One incident underlines this: a poorly sealed bulk drum shipped overseas, stored briefly in a poorly ventilated customs warehouse. On inspection, crystalline clumps fused and darkened, with moisture ingress evident. The client’s LC/MS scans revealed multiple breakdown components, and the job required not just refund but costly feedstock tracing and a proactive recall across supply partners.
To mitigate, our warehouse installed continuous climate logging and enhanced packaging layers—including triple-bag gingerly transferring the solid under argon into amber glass for sensitive shipments. Data loggers monitor every outbound temperature excursion. Down the years, lessons from supply failures teach more than successes.
The global research pivot against the use of Aristolochia derivatives in herbal products shifted our clientele from traditional remedy manufacturers to safety investigators and medical researchers. Each group brings unique requirements. Scientists in mutation toxicity research value consistency to ensure published results match retests years later. Drug metabolism investigators need deep records tracing input batch to reference spectra, especially when research informs limiting values for public safety. Monitoring agencies demand regular re-validation, especially as analytical technologies improve.

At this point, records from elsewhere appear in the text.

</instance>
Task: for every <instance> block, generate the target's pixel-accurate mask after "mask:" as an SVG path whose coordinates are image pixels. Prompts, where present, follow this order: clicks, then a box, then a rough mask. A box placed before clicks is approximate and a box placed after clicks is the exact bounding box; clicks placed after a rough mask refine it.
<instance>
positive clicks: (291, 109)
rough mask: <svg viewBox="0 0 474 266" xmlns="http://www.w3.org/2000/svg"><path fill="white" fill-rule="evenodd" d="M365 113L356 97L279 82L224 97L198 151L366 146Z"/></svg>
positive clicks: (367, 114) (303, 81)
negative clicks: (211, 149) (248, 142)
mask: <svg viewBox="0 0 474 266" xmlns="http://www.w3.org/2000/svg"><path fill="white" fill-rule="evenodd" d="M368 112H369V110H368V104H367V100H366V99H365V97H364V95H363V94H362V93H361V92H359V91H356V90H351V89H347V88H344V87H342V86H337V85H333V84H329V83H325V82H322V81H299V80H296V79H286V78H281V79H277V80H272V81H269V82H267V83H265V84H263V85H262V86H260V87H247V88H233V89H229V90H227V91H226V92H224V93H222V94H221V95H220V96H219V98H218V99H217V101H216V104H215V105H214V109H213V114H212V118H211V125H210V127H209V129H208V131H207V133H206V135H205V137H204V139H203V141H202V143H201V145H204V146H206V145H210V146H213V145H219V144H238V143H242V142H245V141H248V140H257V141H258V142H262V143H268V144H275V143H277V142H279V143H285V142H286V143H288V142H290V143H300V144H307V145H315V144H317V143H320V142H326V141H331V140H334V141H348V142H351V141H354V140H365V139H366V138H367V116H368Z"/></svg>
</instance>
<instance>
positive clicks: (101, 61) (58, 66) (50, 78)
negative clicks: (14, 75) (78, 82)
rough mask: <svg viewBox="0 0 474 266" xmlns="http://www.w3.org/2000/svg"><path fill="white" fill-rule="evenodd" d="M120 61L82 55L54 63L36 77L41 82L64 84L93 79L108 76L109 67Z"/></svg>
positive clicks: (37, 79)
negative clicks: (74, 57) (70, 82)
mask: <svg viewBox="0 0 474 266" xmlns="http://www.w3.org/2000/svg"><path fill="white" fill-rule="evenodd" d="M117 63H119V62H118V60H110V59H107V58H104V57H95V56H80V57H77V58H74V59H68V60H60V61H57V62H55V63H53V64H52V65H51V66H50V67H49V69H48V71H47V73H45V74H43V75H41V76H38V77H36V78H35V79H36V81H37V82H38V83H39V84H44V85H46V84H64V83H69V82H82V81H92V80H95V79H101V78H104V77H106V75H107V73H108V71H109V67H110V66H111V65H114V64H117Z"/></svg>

Our plant’s historical record keeping—packaging lot scans, batch spectra, digital archiving of shipping data—now underpins regulatory trust. We open technical files to licensed requestors without hassle, understanding the difference between trade secrecy and science transparency.
Producing Aristolochic Acid A brings real-world challenges. A shortage of authentic Aristolochia botanical raw material (heightened by overharvesting in some regions and stricter plant controls) sometimes strains our feedstock pipeline. We only purchase from traceable, licensed collectors; we test each consignment for illicit or high-output genetic variants that might alter alkaloid content unpredictably. By collaborating with reputable cultivation partners and developing propagation protocols, we aim for a stable supply chain that maintains ethical and agricultural integrity.
Addressing increasing regulations, we develop in-house analytical methods that push detection limits for trace impurities further down, satisfying not just current compliance, but preparing for stricter future criteria. Our technical staff trains on evolving international standards—the challenge is not only chemical, but bureaucratic, as scientific and regulatory paradigms around plant alkaloids inevitably shift.
In laboratory supply, we regularly share anonymized summaries of batch variation and observed stability trends, helping networked users predict storage life and protocol optimization. We also support method harmonization: when a major food testing laboratory in East Asia adopted a new mass spectrometry detection threshold, we worked together to cross-validate standards, identify operator-dependent deviations, and publish openly on method reliability.
As a manufacturer, every day underscores the overriding value of deep technical expertise and rigorous documentation. Without detailed in-house analytics, the supply chain can unravel with one unmonitored contaminant. Without direct sourcing, questions run all the way back to mistaken plant identity. The world of Aristolochic Acid A supply illustrates the advantage of rooted, field-based experience, clear accountability, and readiness to share what we’ve learned. For the research community, forensics, safety officers, and institutional buyers, we offer direct access to the technical team behind every batch and invite transparent discussions on performance, limitations, and opportunities to improve the science around this critical chemical standard.